Former chief justice William Rehnquist’s death has created an unexpected dual vacancy on the Supreme Court. Coincidentally, Chief Justice Rehnquist joined the Court when the last dual vacancy occurred.
While some argue that it’s not possible for the president and Senate to carry out their responsibilities regarding a Supreme Court nomination without creating an extended vacancy on the Court, a close look at the circumstances surrounding the last dual vacancy suggests otherwise.
Justice John Marshall Harlan II, an Eisenhower appointee and grandson of another Supreme Court justice (John Harlan Marshall, the lone dissenter in the 1896 Plessy v. Ferguson) case announced his retirement in September of 1971. Harlan had been interested in retiring for some time, but had delayed doing so out of deference to his colleague, Justice Hugo Black, an FDR appointee known for his advocacy of a “literal” reading of the U.S. Constitution.
It had been rumored that Justice Black was also considering retirement owing to ill health.
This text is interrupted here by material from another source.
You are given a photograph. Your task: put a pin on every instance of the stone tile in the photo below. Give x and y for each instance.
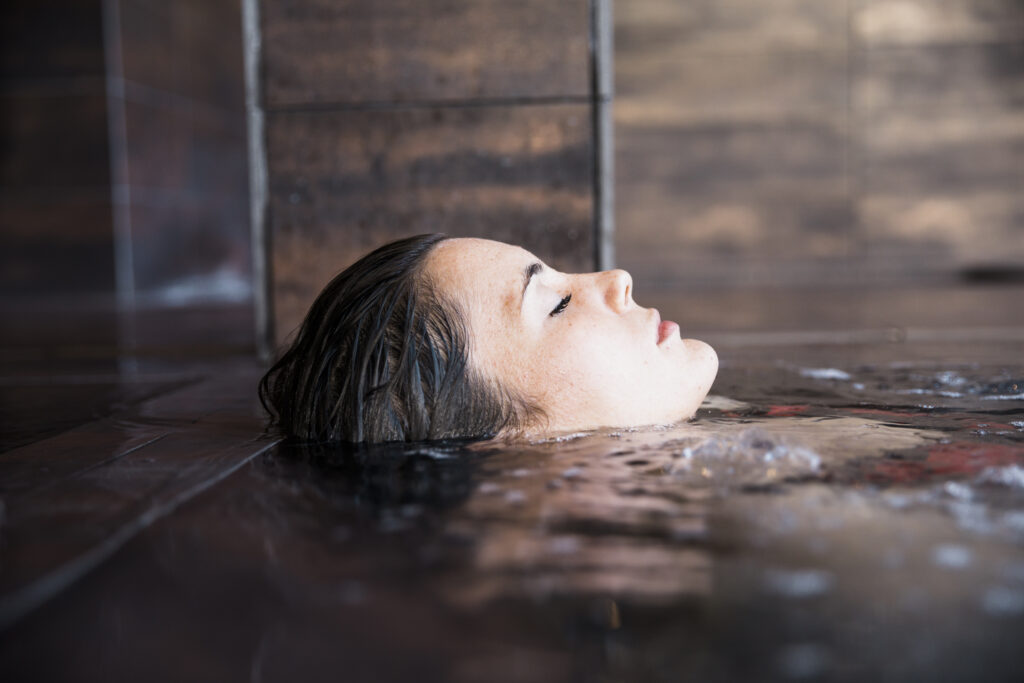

As a consequence, throughout much of 1971 Justice Harlan waited to make his announcement. But his own health problems worked against his desire for deference. Unbeknownst to much of the public and even to some of his fellow justices, Justice Harlan was almost completely blind. In fact, he could no longer even read the legal briefs and case law necessary for preparing his opinions. Reluctantly he concluded he would retire before the start of the new session.
As circumstances would have it, Black had reached a similar decision and abruptly announced his own retirement on September 17. Upon learning of Black’s plan, Harlan waited a week and announced his retirement on September 23. Two days after Harlan’s announcement, Black died.
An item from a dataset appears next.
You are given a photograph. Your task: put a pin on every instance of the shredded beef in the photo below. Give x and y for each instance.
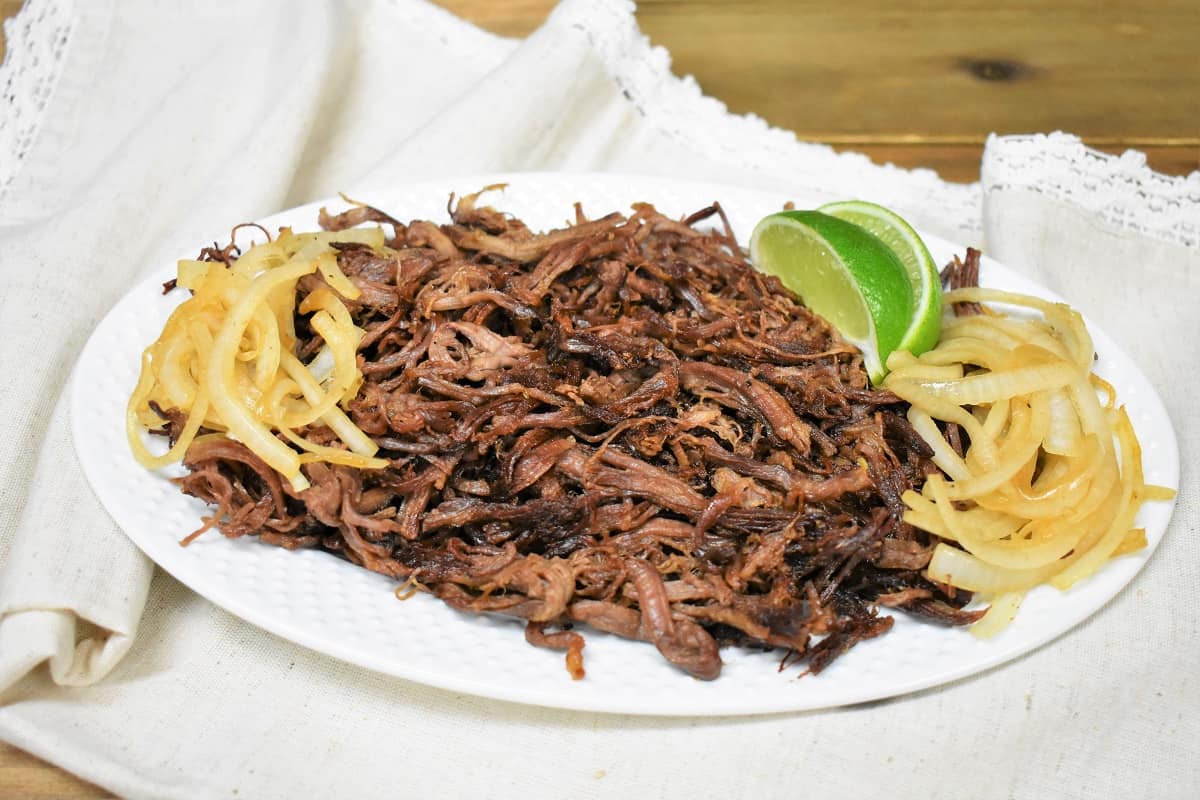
(617, 423)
As John Dean revealed in his prize-winning account, The Rehnquist Choice, President Nixon would consider some 35 candidates for the vacancies, including Howard Baker, then the Republican senator from Tennessee, California appeals-court judge Mildred Lillie (who would have been the first woman on the Supreme Court), and even the sitting vice president, Spiro T. Agnew. He ultimately settled on two distinguished lawyers, Virginian Lewis Powell and Milwaukee-born William Rehnquist.
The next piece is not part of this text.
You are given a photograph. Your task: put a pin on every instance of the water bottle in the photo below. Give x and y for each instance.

Justice Powell would serve on the Court until June 26, 1987, where he compiled a moderate record and cultivated a reputation as a swing vote with a penchant for compromise. Justice Rehnquist would serve as an associate justice until he was nominated and successfully confirmed in 1986 by President Reagan to become chief justice. As chief he would preside over the Court for 19 years, making him the fourth-longest-serving chief justice after Melville Weston Fuller, Roger B. Taney, and John Marshall.
But at the time, the unexpected death of Justice Black and the resignation of Justice Harlan in 1971 presented President Nixon and the Senate with a situation remarkably similar to that facing President Bush and congressional leaders today.
And if history is a guide, a workable solution will also be similar. You see, less than a month after these dual retirements, President Nixon had nominated both Rehnquist and Powell. And impressively, the Senate had held hearings and confirmation votes on both men within two months.
Without undue complaints about being hurried or being given limited time for preparation, Senate Republicans and Democrats acted on the president’s nominations. And after less than a week of hearings in November, the Senate Judiciary Committee would favorably report both nominees to the floor of the Senate. In just three days of debate, the Senate confirmed Powell by a vote of 89 to 1. And even after an extended debate over a last-minute memorandum that Rehnquist had authored as a Supreme Court clerk for Justice Jackson, he too was confirmed, 68 to 26, on December 10.
In 1971, Democrats and Republicans came together recognizing that they could both vigorously examine the nominees and maintain their responsibility to keep the Court operating at full strength. The dual vacancy of 1971 provides a useful roadmap for contemporaries revealing that an extended vacancy may not be necessary. Today’s Senate leaders should follow this model. In so doing, they will minimize the impact on the Court’s operations and independence as much as possible. After all this is the least that we should do to honor the man from Milwaukee, William Rehnquist, who as chief justice made the operation of the federal courts a model of efficiency and smoothness in operation.
–Horace Cooper is a professor of constitutional law at George Mason University.